Skytyping still takes a huge amount of expertise, albeit a slightly different kind: “All skytyper pilots need a background in formation flying,” Arken says, “which is usually learned by military pilots.” Formation flying happens when two or more planes fly in a tight, organised pattern, with one plane designated as the lead. It’s typically used for mutual defence or the concentration of firepower, and, according to Arken, “takes a lot of concentration and precision to hold the planes in a line-abreast formation.”
All of Arken’s team are former military pilots. Five WWII SNJ planes make up his fleet, which were once used in the early 1940s as an advanced military training aircraft, designed to perform all the manoeuvres of a fighter plane but at slower speeds. Flying in a compact formation, the words are generated by a computer in the lead aircraft, which sends radio signals to the other four planes to create what Larry calls “Matrix-style dot lettering”. But despite the speed and efficiency of skytyping, one can’t help but feel the real romance remains in traditional skywriting. Whether that's down to the sweeping curve of the font over the uniform dashes of skytyping, or the fact it's a dying art.

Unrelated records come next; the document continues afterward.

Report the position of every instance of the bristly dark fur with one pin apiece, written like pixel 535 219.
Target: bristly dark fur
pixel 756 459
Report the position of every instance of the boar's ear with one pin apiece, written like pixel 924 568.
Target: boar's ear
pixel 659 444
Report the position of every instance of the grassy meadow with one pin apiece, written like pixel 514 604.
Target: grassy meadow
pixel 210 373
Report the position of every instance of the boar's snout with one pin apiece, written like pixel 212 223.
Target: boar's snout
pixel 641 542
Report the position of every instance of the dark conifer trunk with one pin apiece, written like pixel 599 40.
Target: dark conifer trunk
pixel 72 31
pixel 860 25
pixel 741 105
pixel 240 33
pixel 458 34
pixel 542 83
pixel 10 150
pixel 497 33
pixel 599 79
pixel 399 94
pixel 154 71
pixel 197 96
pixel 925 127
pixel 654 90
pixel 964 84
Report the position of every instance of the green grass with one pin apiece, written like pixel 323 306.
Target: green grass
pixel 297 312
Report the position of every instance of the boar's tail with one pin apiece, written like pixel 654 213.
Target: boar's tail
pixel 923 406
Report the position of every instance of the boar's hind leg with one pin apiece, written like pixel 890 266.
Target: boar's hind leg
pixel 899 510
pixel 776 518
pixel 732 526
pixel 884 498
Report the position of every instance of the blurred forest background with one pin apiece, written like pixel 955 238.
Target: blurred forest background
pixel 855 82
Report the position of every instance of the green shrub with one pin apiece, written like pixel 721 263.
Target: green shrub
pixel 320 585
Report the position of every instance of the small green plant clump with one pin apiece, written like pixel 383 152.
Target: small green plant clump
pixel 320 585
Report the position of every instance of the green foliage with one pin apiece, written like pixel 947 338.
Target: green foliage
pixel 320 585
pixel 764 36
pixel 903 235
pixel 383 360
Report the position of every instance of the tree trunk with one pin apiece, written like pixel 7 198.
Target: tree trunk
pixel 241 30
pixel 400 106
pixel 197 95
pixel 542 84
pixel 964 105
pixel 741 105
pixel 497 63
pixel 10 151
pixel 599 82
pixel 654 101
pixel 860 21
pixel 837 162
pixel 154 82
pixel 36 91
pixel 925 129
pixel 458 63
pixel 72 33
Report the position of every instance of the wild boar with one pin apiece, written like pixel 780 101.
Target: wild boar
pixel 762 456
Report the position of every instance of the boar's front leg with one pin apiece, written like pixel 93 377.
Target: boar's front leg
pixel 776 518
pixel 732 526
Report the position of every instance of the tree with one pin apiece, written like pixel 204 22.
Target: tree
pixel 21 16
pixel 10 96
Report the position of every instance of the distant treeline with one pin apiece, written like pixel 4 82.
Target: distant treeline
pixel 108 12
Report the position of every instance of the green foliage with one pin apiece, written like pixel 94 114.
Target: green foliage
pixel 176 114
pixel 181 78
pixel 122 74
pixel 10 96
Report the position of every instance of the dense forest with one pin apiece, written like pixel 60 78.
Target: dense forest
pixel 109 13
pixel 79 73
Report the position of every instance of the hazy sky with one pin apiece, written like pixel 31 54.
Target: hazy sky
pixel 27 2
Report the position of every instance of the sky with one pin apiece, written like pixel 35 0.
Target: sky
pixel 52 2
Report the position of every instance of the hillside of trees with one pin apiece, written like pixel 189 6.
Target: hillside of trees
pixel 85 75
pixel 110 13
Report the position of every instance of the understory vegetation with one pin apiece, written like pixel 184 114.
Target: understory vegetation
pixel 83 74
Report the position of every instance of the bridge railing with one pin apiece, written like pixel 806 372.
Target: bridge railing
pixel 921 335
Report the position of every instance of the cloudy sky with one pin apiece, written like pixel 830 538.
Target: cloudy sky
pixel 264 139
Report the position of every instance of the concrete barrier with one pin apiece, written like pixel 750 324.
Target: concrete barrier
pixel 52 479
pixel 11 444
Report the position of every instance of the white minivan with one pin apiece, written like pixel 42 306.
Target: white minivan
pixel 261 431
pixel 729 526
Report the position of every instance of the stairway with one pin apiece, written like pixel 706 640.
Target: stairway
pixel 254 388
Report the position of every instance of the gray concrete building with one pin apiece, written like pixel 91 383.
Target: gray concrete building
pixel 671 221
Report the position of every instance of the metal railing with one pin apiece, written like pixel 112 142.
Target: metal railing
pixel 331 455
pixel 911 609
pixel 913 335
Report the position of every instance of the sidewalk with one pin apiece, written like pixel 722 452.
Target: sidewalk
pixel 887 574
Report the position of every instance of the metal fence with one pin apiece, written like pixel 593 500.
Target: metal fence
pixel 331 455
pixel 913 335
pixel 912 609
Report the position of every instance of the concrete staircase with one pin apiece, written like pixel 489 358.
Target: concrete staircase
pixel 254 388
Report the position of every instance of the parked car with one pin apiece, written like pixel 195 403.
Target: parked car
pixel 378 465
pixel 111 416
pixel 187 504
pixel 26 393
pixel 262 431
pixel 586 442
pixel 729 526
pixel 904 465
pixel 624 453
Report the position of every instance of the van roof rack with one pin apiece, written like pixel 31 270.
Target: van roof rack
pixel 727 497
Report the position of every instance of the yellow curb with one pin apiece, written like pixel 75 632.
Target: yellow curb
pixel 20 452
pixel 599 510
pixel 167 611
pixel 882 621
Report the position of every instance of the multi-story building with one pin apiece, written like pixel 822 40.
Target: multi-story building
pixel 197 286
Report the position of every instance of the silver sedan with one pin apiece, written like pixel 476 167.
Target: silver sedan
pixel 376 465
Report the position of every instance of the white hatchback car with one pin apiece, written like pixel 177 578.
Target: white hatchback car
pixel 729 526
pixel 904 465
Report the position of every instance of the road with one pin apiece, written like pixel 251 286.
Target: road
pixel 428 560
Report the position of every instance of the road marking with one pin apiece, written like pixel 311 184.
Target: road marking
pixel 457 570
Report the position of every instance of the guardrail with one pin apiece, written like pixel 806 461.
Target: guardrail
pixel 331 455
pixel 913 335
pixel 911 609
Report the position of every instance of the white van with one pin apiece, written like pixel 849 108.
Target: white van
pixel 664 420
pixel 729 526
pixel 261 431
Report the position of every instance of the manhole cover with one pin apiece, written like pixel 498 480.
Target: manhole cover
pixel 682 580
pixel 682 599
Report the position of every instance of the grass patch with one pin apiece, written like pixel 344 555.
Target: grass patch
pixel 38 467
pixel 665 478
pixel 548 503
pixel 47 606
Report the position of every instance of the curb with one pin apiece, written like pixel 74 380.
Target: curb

Above all, in a world where we are constantly looking down, skywriting (or typing) creates a moment whereby we collectively put our eyes to the sky, witnessing a brief glimpse of another’s vulnerability across the blue. Jacuzzi, for one, is as enamoured as she ever was with the craft. “When a man calls in and wants to put ‘Happy 50th Anniversary’ and checks with me several times because he is as nervous as the guy who wants to write ‘Will you marry me?’, it just shows that love is such a powerful ingredient for everyone.”